Company backing Herrera laid off 300 in Camas

By Kathie Durbin
Published: October 19, 2010, 12:00am

Koch Industries, the mega-company bankrolling the group that has spent $280,000 on TV ads attacking Democratic congressional candidate Denny Heck, is the same company that bought Georgia-Pacific Corp. in 2005 and laid off 300 workers at the company’s Camas pulp and paper mill a year later.

Heck’s campaign against state Rep. Jaime Herrera, his Republican opponent, hopes to get traction with that revelation as the two candidates pull out all the stops with two weeks to go until Election Day.

Koch Industries, owned by billionaire brothers David and Charles Koch, is the second-largest private company in the United States, according to Forbes Magazine. It’s channeling its campaign spending through a so-called independent political organization called Americans for Prosperity.

Heck-Herrera race takes spending title

“The Koch brothers … bought hundreds of thousands of dollars worth of attack ads on Herrera’s behalf prior to her taking $5,000 directly from the Kochs for her campaign,” Heck campaign manager Grant Lahmann said in a statement Monday. “These are the same Koch brothers who outsourced hundreds of Clark County jobs at a Georgia-Pacific plant in Camas in 2006.”

“If Jaime Herrera wants to protect jobs here in Southwest Washington, why is she taking money directly from the people responsible for stamping out hundreds of them in her own backyard?” Lahmann asked.
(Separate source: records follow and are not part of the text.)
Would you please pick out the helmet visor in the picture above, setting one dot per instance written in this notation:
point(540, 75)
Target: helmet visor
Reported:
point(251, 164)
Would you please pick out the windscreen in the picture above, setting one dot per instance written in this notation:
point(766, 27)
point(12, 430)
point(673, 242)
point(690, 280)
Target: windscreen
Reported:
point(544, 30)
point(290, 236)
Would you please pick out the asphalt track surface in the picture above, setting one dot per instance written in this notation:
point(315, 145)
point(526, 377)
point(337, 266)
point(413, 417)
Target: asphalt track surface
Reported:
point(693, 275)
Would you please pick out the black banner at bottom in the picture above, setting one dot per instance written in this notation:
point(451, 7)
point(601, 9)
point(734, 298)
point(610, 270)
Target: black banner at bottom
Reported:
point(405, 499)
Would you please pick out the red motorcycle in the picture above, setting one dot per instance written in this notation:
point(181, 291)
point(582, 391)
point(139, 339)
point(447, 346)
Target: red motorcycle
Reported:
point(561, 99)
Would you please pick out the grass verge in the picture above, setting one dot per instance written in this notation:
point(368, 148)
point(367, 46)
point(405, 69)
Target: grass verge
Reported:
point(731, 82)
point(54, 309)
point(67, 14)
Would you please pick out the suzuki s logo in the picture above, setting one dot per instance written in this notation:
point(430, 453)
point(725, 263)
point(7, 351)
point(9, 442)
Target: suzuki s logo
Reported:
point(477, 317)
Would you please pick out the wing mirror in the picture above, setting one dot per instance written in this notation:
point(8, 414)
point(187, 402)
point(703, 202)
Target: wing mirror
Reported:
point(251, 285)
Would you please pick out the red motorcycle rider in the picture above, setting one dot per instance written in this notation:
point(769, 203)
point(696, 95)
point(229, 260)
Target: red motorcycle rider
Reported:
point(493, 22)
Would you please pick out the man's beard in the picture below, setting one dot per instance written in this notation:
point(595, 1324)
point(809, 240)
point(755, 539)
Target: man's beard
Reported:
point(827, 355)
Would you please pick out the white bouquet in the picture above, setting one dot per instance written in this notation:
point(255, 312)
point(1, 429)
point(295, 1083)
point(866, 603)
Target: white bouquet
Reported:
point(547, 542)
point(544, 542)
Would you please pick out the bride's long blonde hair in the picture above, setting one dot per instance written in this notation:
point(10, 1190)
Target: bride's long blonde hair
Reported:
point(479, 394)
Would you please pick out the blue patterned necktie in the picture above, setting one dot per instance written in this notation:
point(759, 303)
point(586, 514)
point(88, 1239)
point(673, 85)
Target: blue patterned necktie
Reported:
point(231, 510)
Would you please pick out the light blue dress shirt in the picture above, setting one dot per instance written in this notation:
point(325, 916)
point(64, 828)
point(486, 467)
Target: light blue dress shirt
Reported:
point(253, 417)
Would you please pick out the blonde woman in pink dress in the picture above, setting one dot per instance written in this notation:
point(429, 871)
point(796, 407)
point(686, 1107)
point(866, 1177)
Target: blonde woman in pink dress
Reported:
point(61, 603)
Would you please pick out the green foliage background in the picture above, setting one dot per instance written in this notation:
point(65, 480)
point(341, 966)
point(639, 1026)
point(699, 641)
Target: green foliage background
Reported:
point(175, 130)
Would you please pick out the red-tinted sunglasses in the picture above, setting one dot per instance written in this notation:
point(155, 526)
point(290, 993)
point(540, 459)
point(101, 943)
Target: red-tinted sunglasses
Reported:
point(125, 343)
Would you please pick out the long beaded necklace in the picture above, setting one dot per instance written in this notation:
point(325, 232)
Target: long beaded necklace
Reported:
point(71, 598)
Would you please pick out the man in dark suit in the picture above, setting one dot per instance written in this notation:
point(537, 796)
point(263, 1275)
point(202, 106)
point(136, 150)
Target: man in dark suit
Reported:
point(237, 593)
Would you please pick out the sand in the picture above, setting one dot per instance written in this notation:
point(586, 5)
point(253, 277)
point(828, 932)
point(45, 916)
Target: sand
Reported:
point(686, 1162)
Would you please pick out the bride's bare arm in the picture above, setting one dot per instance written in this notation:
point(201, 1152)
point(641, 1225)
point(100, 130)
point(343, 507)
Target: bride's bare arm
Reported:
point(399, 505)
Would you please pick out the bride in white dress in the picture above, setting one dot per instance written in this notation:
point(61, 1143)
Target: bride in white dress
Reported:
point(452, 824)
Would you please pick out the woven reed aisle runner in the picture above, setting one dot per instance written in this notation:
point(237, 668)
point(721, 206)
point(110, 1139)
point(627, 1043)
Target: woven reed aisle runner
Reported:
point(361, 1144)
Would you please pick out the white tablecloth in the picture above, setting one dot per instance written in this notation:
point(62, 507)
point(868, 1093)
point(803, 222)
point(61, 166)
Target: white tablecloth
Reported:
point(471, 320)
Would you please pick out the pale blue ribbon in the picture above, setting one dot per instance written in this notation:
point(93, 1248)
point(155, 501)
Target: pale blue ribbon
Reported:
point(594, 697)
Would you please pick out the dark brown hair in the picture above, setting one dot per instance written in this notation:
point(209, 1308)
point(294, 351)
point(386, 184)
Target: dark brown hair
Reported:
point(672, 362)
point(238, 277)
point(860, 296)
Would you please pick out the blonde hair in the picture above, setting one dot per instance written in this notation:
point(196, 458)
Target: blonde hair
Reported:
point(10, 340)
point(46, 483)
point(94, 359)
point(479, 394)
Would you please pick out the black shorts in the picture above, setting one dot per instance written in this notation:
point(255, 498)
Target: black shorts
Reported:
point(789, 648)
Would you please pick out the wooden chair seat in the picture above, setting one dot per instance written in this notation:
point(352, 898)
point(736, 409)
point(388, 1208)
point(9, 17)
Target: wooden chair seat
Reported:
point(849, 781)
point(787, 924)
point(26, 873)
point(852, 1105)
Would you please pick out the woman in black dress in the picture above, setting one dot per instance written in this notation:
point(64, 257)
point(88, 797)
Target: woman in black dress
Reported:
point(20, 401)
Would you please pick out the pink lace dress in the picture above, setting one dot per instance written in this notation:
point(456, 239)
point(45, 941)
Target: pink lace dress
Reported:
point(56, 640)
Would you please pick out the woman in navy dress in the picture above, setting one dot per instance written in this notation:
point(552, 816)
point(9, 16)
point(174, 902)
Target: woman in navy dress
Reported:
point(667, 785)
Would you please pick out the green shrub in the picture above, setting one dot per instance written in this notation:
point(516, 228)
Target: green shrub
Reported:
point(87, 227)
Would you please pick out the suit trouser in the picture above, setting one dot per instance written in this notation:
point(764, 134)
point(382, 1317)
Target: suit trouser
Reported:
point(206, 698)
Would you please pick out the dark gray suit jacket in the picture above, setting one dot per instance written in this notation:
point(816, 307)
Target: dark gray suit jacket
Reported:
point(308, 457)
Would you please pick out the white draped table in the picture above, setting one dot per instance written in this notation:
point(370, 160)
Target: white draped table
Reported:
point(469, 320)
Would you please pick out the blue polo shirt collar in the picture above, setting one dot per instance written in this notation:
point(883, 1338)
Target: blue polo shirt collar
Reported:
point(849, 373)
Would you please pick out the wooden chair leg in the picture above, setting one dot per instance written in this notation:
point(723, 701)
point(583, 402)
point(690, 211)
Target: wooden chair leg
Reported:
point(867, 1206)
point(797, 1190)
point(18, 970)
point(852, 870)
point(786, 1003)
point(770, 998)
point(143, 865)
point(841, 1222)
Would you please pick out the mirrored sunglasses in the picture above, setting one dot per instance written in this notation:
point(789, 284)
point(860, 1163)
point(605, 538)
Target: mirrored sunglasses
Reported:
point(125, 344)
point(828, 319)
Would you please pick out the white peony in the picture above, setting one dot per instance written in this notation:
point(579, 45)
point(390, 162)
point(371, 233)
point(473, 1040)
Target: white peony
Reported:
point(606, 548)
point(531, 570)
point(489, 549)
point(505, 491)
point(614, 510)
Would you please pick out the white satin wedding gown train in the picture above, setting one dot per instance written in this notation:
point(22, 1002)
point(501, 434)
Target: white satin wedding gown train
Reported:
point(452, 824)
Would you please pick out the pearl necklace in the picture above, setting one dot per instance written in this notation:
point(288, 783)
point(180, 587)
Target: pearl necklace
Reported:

The Herrera campaign released a statement saying, “If anyone has contributed to my campaign because they think I’m for outsourcing jobs, then they are sorely mistaken. I’ll go to bat for the people of Southwest Washington to keep jobs from leaving our region. My job is to serve the people of Southwest Washington, not corporate interests. “

At the time the layoffs were announced, G-P officials said the cuts were not due to the sale of the Camas mill to Koch Industries but rather the result of an internal evaluation of the company’s operations that began in mid-2005. The jobs eliminated were in the company’s paper towel and tissue products lines.

“It’s a matter of having the right equipment in the right place to serve the customer base,” Robert Burns, a G-P spokesman, told The Columbian at the time.